Activists remained crowded outside the barricade as police
continued to bar their entry. On repeated occasions, the police cleared
the way to allow ultra-Orthodox Jews, most carrying young children, to
pass through to the contested area, as protesters crowded in their
faces yelling "thieves!," "shame!," and "Thou shalt not steal!"
As the sun went down and the arrests continued, police brought
in reinforcements of riot police and border patrolmen, with dozens
forming a line in front of protesters and intermittently pushing them
across the street to the traffic island.
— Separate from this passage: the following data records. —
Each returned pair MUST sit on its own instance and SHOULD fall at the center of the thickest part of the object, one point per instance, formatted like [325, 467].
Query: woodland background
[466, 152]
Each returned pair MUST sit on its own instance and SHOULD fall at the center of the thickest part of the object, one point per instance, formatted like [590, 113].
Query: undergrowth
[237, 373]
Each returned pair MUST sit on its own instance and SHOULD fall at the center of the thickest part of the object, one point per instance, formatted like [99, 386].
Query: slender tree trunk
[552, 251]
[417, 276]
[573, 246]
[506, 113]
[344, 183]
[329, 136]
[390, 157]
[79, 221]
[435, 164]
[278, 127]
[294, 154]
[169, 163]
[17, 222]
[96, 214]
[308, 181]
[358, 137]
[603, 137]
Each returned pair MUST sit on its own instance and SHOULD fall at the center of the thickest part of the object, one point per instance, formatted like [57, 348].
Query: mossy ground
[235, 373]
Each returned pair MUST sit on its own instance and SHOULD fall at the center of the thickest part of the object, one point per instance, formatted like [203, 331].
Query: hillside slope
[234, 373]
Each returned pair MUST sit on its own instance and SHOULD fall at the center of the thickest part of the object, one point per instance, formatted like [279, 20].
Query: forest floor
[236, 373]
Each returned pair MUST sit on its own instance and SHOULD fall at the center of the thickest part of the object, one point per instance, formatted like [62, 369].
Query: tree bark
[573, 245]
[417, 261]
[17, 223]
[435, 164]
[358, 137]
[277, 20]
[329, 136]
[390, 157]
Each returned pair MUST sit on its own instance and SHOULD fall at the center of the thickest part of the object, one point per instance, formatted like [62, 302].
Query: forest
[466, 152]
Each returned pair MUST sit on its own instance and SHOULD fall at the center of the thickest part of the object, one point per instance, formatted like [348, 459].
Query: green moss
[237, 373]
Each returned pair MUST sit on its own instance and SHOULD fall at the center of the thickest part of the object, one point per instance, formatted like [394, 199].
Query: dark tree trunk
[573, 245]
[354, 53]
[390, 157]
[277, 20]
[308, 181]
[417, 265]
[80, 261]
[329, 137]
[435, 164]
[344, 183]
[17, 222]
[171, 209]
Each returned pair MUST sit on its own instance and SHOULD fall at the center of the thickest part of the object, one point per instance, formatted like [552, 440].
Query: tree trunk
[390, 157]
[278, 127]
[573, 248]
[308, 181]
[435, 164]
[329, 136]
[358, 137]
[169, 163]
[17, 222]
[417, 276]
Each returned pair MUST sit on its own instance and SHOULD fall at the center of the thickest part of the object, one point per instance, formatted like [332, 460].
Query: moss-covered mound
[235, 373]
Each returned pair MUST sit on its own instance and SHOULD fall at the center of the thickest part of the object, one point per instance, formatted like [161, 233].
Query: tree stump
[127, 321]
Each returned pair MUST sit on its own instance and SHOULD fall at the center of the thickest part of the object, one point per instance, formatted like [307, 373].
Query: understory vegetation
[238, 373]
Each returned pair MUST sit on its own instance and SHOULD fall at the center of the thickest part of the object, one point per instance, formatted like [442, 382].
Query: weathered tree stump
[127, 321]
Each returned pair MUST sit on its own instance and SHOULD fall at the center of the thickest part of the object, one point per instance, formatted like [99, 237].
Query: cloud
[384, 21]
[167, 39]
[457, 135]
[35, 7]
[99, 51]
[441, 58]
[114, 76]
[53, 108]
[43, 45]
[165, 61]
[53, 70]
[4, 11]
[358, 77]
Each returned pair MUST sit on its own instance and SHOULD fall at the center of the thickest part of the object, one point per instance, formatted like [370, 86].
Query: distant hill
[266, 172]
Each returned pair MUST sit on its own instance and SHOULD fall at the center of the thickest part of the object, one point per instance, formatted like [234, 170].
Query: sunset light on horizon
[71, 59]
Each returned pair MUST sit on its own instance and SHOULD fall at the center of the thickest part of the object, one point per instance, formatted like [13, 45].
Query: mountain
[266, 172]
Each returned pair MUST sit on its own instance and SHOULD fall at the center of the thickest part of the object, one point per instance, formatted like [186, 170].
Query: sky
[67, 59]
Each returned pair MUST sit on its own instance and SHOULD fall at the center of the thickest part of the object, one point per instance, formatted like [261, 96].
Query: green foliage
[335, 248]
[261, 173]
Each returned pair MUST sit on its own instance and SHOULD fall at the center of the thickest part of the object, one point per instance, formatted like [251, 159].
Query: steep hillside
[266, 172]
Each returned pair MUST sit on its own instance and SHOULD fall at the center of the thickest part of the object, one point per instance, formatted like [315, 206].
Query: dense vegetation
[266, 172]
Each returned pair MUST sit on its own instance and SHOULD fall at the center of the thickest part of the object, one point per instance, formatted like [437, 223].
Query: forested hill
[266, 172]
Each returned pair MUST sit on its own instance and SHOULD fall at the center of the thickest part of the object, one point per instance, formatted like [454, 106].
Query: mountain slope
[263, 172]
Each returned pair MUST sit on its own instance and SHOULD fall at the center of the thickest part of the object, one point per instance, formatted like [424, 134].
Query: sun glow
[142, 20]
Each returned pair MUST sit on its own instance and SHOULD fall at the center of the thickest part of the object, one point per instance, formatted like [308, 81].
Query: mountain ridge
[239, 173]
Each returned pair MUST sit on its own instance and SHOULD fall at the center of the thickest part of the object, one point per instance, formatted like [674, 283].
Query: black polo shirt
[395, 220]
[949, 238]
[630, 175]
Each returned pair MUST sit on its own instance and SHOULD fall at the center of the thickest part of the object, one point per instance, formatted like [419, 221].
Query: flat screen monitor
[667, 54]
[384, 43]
Within an hour, police had
dispersed the remaining protesters and journalists out of the
Nassir Ghawe, a Palestinian man who has been living in a tent
since his family was evicted from their home in August, watched the
rally and the police intervention as he sat atop a wall on the margins
of the protest.
Ghawe told the Post
that as he watched the protest, what
he called the largest he'd ever seen in Sheikh Jarrah he "sees that
there is justice among some Israelis, the left-wing," adding "I hope it
[the protests] grows and puts pressure on the government to return us
to our homes."
Earlier Friday, El-Ad appealed to Attorney-General Menahem
Mazuz demanding that he order law enforcement authorities to allow
freedom of expression in the region and curb the "violence" used
against the activists in recent demonstrations there.
In one such demonstration last week, the ACRI head was among 17 left-wing activists arrested
for what police said was an illegal gathering.
"The protests carried out in the last few weeks have been
peaceful and in keeping with the law," El-Ad told Army Radio on Friday.
"The only ones who went out of control were the police, who broke the
law. It would be better if police knew the law, and that is my hope."
Authorities continue to maintain that there is no authorization
for the Sheikh Jarrah demonstrations, and the Jerusalem District Police
have stressed that the situation between Jewish and Arab residents of
the neighborhood is "particularly explosive."